Atraumatic restorative treatment or conventional treatment for root caries in older adults?

This study is the first of its kind from an RCT perspective which clearly shows that treating major depression in older adults using interventions in primary care settings can extend life

With an increase in the populations of older adults retaining more teeth those who are frail and or functionally dependant frequently have poor oral health. Restoring root caries in these populations can be challenging so the use of atraumatic restorative treatment which was first developed to provide care in low income counties has been suggested as an alternative to conventional restorative treatment.

The aim of this review was to compare the efficacy of atraumatic restorative treatment (ART) and conventional treatment (CT) for the restoration of root caries lesions in older adults.


Searches were conducted in the Medline/PubMed, Embase and Cochrane CENTRAL databases with no restrictions on language or publication date. Randomised controlled trials (RCTs) comparing the survival of ART and CT restorations placed for treatment of root caries lesions in older adults were considered. The main outcome was restoration failure.

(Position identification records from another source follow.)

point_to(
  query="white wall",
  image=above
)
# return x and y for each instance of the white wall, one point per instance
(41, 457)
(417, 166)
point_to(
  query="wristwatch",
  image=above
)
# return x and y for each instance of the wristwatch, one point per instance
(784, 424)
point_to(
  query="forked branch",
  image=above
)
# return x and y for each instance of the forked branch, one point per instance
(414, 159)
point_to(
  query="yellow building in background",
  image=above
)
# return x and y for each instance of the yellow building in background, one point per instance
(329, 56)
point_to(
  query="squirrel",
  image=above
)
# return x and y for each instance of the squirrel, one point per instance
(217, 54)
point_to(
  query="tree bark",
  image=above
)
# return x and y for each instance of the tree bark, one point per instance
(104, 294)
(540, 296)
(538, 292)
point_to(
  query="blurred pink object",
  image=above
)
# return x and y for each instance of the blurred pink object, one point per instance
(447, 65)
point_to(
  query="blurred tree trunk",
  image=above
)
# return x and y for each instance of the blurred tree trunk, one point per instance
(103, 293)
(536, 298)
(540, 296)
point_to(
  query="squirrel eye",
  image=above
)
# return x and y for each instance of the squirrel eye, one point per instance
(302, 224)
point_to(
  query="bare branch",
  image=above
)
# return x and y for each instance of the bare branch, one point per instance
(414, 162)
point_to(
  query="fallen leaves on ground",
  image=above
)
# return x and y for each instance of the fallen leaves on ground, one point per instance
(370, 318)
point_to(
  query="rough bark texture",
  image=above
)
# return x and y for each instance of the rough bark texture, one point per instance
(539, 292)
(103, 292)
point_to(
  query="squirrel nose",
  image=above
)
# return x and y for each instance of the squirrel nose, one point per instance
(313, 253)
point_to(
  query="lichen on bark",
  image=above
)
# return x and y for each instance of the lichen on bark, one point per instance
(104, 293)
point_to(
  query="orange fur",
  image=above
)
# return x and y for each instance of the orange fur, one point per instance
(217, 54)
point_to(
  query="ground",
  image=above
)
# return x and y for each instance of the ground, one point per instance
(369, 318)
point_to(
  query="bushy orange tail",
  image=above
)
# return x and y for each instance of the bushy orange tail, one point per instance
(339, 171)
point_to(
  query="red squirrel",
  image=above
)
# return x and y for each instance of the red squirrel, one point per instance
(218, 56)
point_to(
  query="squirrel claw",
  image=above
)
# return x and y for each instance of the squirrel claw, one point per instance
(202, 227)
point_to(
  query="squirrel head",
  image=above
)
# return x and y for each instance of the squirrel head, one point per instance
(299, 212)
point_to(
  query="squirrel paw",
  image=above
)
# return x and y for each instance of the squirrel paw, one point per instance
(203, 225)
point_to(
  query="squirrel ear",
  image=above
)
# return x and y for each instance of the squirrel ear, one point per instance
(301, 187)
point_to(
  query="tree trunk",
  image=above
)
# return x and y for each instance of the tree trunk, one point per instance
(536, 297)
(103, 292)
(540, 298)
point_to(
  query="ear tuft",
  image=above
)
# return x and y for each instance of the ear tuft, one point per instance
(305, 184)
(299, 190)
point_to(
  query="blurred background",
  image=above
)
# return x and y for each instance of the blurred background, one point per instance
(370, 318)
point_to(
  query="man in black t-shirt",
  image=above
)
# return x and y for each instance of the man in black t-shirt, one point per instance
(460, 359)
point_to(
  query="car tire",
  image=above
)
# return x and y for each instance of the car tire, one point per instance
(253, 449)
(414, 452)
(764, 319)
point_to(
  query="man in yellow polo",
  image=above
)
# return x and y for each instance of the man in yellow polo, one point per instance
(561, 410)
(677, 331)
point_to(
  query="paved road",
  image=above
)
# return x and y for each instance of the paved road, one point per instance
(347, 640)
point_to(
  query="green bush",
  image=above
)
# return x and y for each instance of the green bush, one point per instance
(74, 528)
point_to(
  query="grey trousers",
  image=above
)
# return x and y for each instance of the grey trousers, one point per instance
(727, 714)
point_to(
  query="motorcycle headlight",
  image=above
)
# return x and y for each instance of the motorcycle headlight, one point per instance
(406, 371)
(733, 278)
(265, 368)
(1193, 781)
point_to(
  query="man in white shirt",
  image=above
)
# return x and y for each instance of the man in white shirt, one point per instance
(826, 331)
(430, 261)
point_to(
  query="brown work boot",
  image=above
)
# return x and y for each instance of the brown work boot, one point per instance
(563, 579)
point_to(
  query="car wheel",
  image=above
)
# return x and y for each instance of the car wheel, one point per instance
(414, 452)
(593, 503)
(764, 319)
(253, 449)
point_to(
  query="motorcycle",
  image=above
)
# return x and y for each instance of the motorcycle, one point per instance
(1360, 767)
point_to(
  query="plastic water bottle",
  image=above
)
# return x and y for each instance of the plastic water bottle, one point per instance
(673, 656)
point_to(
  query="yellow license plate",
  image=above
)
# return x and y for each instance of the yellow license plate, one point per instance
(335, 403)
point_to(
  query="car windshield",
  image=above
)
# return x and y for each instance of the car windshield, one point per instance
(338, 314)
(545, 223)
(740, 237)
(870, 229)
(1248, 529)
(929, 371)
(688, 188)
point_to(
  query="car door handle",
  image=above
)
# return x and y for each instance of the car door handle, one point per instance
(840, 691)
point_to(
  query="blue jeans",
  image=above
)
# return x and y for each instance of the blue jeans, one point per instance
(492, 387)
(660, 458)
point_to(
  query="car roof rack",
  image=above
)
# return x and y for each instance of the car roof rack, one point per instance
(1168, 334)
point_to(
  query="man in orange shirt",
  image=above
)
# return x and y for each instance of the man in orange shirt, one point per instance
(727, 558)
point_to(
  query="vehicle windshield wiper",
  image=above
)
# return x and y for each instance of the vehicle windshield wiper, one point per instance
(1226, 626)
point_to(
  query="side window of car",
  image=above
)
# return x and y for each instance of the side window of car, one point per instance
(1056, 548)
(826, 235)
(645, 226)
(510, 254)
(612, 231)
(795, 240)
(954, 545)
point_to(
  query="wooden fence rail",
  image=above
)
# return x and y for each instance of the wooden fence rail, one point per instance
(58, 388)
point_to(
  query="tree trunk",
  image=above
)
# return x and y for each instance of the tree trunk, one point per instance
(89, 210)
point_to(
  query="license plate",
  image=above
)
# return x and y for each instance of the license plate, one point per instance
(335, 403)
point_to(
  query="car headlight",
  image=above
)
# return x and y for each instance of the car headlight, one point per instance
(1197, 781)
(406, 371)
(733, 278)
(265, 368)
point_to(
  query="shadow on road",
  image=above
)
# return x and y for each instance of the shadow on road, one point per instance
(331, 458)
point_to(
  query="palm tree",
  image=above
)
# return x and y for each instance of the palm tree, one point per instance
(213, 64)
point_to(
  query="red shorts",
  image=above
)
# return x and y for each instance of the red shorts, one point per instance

Two reviewers independently selected studies, extracted data and assessed risk of bias using the Cochrane tool. The certainty of the evidence was assessed using the GRADE approach.  Meta-analysis was conducted for per-protocol (PP), intention-to-treat (ITT) and best-case scenarios.  A trial sequential analysis was conducted to control for the risk of random errors.


  • 3 RCTs involving 130 patients (463 restorations) were included.
  • The trial used glass ionomer cement (GIC), high viscosity GIC or resin-modified GIC.
  • Marginal defect and retention loss were the main reasons for restoration failure.
  • Risk of bias was considered high or moderate in all but one trial.
  • ART was associated with a significantly increased risk of failure Odds Ratio (OR) = 2.06 (95%CI; 1.06 to 4.00) in PP- but not in ITT analysis OR=1.36 (95%CI; 0.92 to 2.02).
  • Analyses for best-case scenarios found great uncertainty introduced by attrition.
  • No firm evidence was reached according to the trial sequential analysis.


 The authors concluded: –

For restoration of root caries, there is insufficient data to clearly rule out whether differences between ART and CT exist. Limited available data indicate there might be an increased risk of failure for ART.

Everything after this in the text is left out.